Informasi ini dihimpun SSOL.ID dari sumber internal Bapenda Sumut yang meminta identitasnya dirahasiakan. Sumber menyebut keterlambatan pembayaran sudah berlangsung sejak triwulan II dan memicu keresahan di kalangan aparatur.
Mekanisme Jelas, Realisasi Zonk
Insentif pegawai Bapenda bukan “bonus” atau “hibah”. Pembayarannya punya dasar aturan dan dihitung per triwulan sesuai capaian penerimaan pajak daerah.
Menurut data yang berkembang di internal:
– Triwulan I: Staf terima sekitar Rp15 juta per orang
– Triwulan II-III: Nilai naik seiring target pajak tercapai. Triwulan III disebut bisa >Rp20 juta per pegawai
– Triwulan IV: Kembali ke kisaran Rp15 juta
Logika anggarannya lurus: Rp55 miliar dianggarkan = uang tersedia di Kas Umum Daerah. Rp17 miliar sudah dibayar = bukti sistem bisa jalan. Pertanyaan besarnya: kenapa Rp38 miliar sisanya mandek 5 bulan?
Ke Mana Sisa Rp38 Miliar Itu?
“Pertanyaannya sederhana. Kalau anggaran tersedia dan sudah dialokasikan, mengapa belum dibayarkan kepada pegawai yang berhak? Jika ada kendala, jelaskan secara terbuka,” ujar sumber SSOL.ID.
Diamnya Bapenda Sumut memperparah spekulasi. Hingga berita ini ditulis 3 Juni 2026, belum ada keterangan resmi dari Kepala Bapenda Sumut terkait alasan, kendala, dan jadwal pasti pencairan Rp38 miliar tersebut.
Publik kini memunculkan 3 dugaan:
1. Kendala administrasi: Berkas SPP/SPM numpuk, verifikasi lambat. Jika benar, Pemprov wajib akui dan perbaiki sistem.
2. Pergeseran anggaran: Dana Rp38M “dipinjam” ke pos belanja lain tanpa prosedur perubahan APBD. Ini rawan pelanggaran keuangan negara.

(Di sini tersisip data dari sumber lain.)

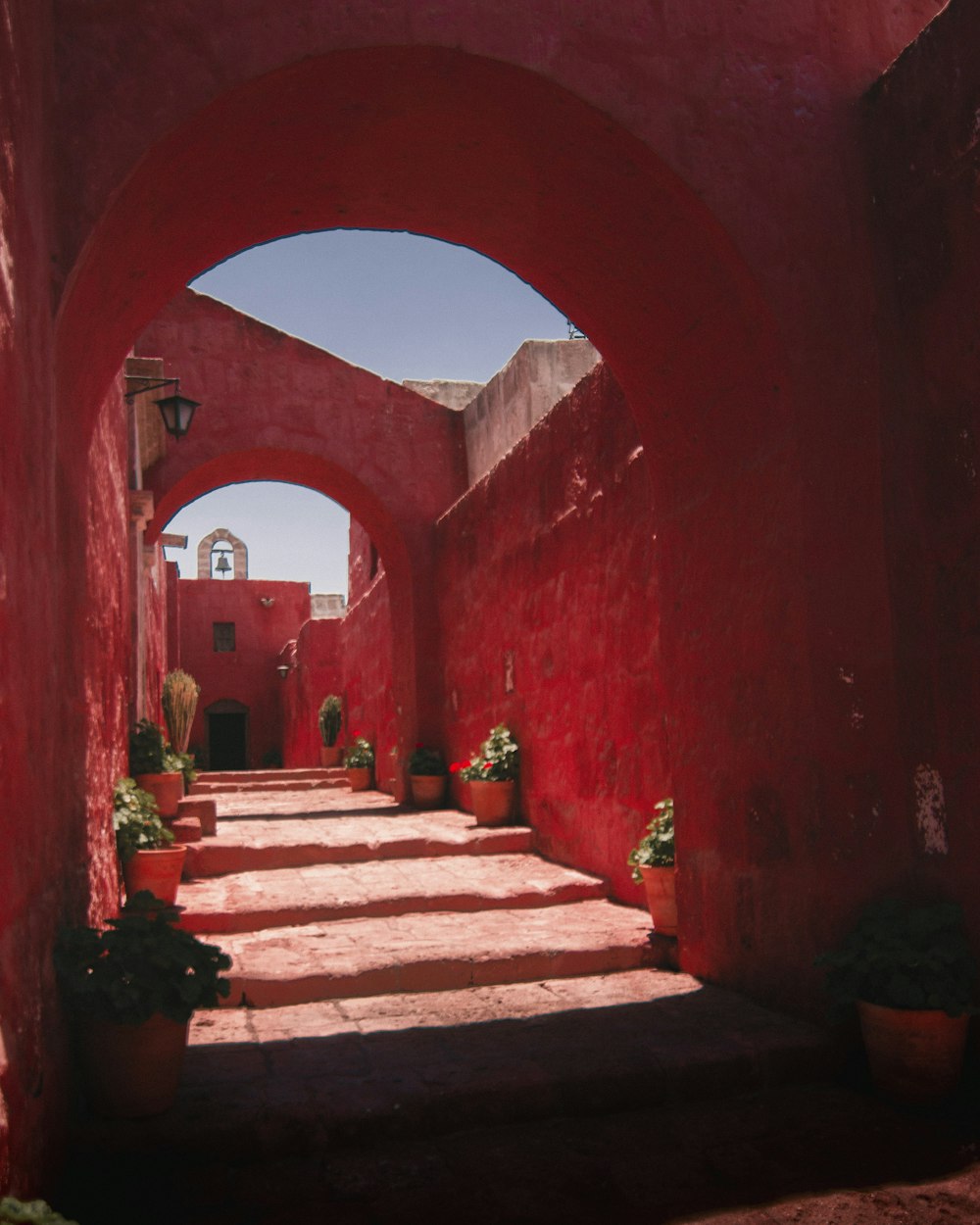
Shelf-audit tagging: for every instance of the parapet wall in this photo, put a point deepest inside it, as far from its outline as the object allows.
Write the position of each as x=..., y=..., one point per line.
x=534, y=380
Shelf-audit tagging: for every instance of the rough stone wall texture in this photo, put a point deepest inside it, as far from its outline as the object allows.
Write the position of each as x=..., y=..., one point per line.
x=277, y=408
x=248, y=674
x=636, y=190
x=542, y=588
x=318, y=672
x=921, y=133
x=367, y=647
x=452, y=392
x=538, y=375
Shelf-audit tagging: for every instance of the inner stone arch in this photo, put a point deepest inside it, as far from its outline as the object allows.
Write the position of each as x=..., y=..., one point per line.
x=239, y=554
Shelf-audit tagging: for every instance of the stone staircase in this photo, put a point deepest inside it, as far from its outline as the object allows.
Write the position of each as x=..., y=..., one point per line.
x=401, y=973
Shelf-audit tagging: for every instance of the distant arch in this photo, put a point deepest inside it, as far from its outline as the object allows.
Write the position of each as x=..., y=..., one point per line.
x=239, y=554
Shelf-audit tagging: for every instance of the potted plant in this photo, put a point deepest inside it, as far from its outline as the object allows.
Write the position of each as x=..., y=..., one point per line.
x=460, y=785
x=143, y=842
x=493, y=777
x=911, y=974
x=132, y=989
x=29, y=1211
x=652, y=861
x=148, y=765
x=329, y=718
x=179, y=701
x=359, y=762
x=426, y=774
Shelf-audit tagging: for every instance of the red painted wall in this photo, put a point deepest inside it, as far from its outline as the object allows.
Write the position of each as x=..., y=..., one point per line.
x=368, y=648
x=539, y=571
x=318, y=672
x=638, y=192
x=921, y=137
x=278, y=408
x=248, y=674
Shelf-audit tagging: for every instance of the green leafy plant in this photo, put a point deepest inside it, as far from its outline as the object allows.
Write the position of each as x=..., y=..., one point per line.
x=140, y=965
x=179, y=701
x=29, y=1211
x=329, y=716
x=426, y=760
x=359, y=755
x=499, y=760
x=136, y=819
x=179, y=763
x=656, y=848
x=147, y=749
x=905, y=956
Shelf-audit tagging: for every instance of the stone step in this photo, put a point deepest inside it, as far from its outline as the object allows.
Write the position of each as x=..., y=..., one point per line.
x=313, y=1078
x=261, y=844
x=216, y=787
x=439, y=951
x=273, y=775
x=290, y=896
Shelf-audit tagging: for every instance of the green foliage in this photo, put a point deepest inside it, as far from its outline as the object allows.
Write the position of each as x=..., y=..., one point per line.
x=140, y=965
x=905, y=956
x=499, y=760
x=331, y=713
x=656, y=848
x=179, y=701
x=426, y=760
x=359, y=755
x=147, y=749
x=136, y=819
x=30, y=1211
x=179, y=763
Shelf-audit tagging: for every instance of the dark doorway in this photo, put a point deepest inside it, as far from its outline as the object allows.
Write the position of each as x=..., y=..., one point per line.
x=228, y=740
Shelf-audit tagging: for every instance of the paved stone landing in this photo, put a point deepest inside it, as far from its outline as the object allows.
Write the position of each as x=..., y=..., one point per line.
x=407, y=974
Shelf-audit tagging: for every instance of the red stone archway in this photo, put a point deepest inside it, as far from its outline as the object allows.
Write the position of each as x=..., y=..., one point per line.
x=498, y=158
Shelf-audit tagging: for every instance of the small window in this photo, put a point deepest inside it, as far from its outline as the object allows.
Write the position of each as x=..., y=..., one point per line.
x=224, y=635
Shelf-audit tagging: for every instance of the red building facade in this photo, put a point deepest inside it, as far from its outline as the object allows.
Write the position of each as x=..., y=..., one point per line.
x=785, y=324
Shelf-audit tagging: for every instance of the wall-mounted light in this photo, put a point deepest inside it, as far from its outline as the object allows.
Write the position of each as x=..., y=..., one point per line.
x=176, y=411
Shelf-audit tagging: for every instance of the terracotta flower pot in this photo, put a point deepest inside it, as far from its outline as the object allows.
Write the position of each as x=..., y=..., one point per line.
x=661, y=898
x=914, y=1054
x=427, y=790
x=359, y=777
x=493, y=803
x=131, y=1071
x=156, y=870
x=167, y=790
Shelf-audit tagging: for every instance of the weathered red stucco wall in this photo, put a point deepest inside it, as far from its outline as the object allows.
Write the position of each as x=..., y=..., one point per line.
x=921, y=135
x=735, y=307
x=543, y=587
x=277, y=408
x=368, y=646
x=318, y=672
x=248, y=674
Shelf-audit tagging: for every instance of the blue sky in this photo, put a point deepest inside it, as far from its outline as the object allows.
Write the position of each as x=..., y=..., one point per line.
x=401, y=305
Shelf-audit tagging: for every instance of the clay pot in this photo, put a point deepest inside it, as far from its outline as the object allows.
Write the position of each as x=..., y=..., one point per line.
x=329, y=755
x=131, y=1071
x=156, y=870
x=493, y=803
x=359, y=777
x=662, y=900
x=427, y=790
x=914, y=1054
x=167, y=790
x=460, y=793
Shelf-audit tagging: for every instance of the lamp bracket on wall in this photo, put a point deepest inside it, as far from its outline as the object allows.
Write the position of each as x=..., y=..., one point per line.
x=176, y=411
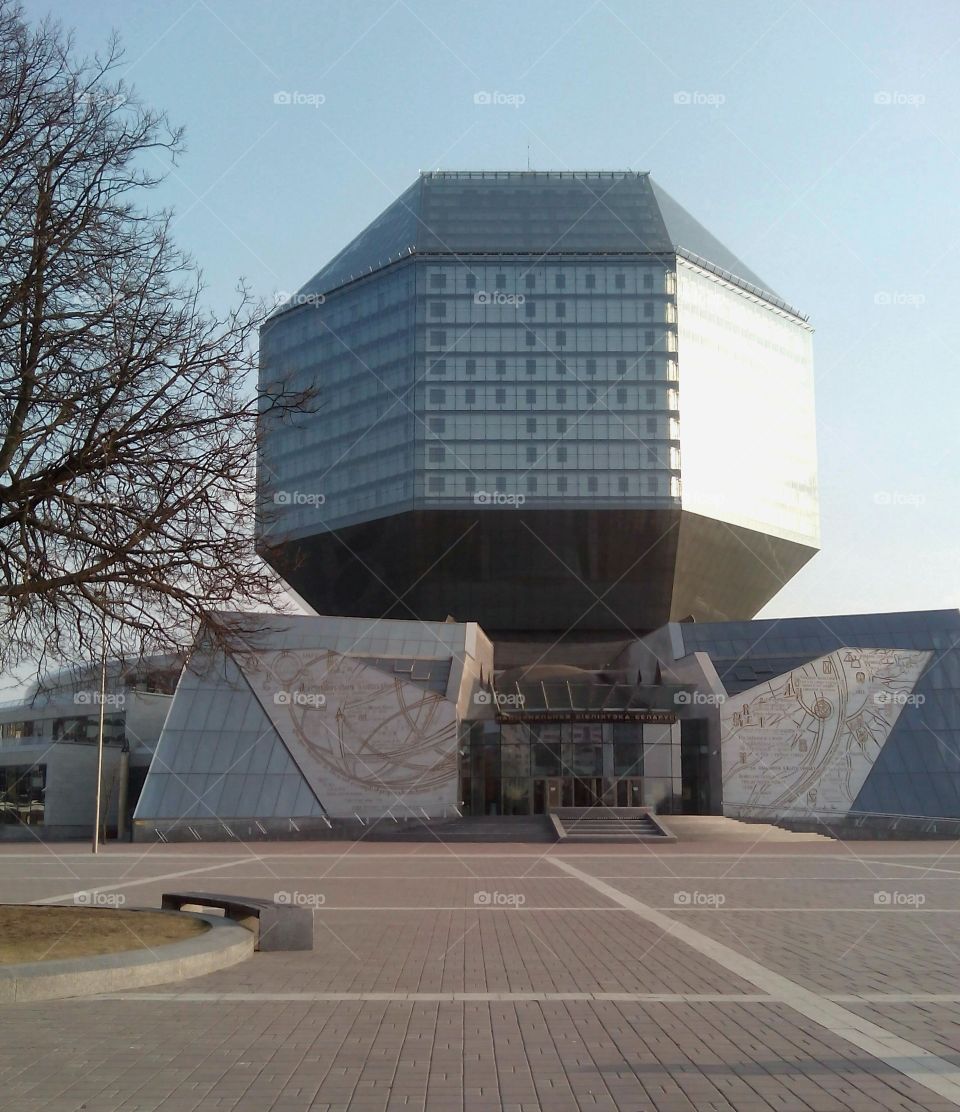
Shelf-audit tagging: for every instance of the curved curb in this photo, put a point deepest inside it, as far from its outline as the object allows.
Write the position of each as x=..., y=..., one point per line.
x=223, y=945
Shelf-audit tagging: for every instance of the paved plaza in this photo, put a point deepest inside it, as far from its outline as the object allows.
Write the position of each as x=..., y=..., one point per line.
x=706, y=975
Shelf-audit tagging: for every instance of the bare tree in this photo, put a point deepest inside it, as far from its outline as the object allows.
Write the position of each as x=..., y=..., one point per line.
x=127, y=408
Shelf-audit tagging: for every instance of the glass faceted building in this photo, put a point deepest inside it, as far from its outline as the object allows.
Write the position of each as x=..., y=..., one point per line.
x=550, y=404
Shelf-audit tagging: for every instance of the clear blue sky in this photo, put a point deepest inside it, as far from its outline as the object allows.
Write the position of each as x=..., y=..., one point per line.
x=821, y=144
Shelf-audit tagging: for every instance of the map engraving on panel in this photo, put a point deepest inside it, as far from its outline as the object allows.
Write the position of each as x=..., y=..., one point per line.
x=807, y=740
x=368, y=743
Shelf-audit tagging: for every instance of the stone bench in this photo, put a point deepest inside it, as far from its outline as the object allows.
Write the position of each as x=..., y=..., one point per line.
x=275, y=926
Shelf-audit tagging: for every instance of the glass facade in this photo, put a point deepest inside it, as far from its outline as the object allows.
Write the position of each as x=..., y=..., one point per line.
x=515, y=768
x=350, y=456
x=546, y=381
x=500, y=345
x=21, y=794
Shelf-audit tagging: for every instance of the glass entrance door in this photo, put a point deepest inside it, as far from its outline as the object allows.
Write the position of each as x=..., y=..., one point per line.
x=548, y=794
x=630, y=792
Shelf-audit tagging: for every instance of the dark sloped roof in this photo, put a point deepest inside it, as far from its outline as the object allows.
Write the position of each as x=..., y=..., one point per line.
x=524, y=212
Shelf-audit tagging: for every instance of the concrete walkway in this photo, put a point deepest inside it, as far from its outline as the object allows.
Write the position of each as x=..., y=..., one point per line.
x=721, y=975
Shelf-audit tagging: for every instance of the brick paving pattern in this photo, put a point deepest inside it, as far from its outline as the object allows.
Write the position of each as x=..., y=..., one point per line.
x=561, y=969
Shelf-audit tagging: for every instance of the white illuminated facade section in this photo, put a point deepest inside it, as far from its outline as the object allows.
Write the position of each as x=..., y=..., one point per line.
x=746, y=417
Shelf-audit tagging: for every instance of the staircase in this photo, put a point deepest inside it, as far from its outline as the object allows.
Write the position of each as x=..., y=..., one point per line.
x=474, y=828
x=609, y=824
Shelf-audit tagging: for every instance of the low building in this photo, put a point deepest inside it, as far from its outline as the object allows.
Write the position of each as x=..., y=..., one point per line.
x=799, y=721
x=49, y=743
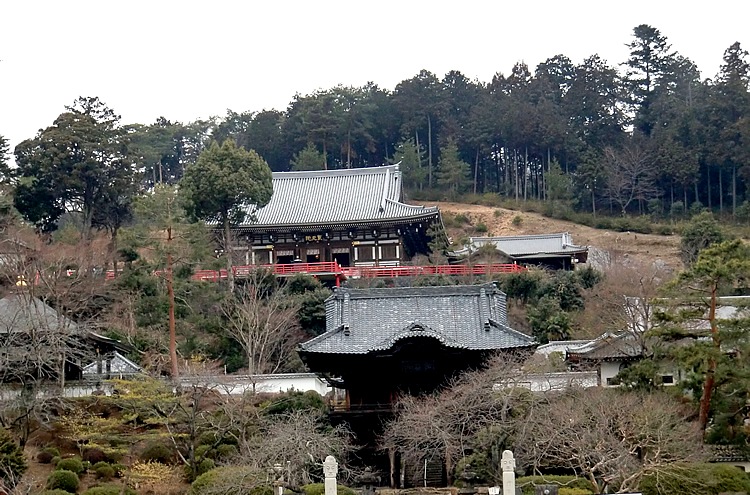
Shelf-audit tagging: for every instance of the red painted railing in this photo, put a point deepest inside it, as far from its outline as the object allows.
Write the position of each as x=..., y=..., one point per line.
x=333, y=268
x=414, y=271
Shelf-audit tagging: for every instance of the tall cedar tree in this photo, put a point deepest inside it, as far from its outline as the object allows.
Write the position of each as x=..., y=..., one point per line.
x=225, y=186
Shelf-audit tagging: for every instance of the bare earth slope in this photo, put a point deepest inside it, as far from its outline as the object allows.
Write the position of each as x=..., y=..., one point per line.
x=606, y=246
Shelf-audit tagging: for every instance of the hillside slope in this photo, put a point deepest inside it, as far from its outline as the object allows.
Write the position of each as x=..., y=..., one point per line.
x=606, y=245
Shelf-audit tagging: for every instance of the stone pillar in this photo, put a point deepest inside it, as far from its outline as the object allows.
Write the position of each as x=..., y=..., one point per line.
x=508, y=465
x=330, y=470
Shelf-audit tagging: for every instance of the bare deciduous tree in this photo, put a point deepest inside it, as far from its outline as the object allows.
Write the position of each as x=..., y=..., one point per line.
x=610, y=437
x=629, y=175
x=264, y=322
x=445, y=426
x=299, y=441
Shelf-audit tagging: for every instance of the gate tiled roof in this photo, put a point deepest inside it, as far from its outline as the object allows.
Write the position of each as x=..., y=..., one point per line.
x=360, y=321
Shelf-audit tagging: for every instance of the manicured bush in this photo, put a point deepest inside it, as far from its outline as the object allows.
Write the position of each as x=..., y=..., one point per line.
x=205, y=466
x=94, y=455
x=231, y=480
x=106, y=472
x=527, y=484
x=110, y=490
x=12, y=460
x=47, y=454
x=225, y=451
x=63, y=480
x=157, y=452
x=70, y=464
x=696, y=479
x=319, y=489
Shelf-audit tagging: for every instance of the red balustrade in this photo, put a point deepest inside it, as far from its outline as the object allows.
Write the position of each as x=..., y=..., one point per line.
x=333, y=268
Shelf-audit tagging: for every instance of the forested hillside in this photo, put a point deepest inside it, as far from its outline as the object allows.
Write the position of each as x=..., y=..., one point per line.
x=646, y=134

3. Penyimpangan aliran dana: Dana sudah keluar dari kas daerah tapi tidak sampai ke rekening pegawai. Jika terbukti, ranahnya pidana korupsi.
Dampak: Pegawai Resah, Kepercayaan Publik Runtuh
Pegawai Bapenda adalah garda depan penagih pajak daerah. Tiap hari mereka dikejar target PAD untuk bangun Sumut. Ironisnya, giliran hak mereka sendiri, pembayaran ditunda tanpa kejelasan.
Kondisi ini berpotensi menurunkan semangat kerja dan kepercayaan aparatur ke manajemen. Lebih jauh, publik akan bertanya: “Kalau insentif pegawai aja bisa mandek, bagaimana dengan uang pajak rakyat lainnya?”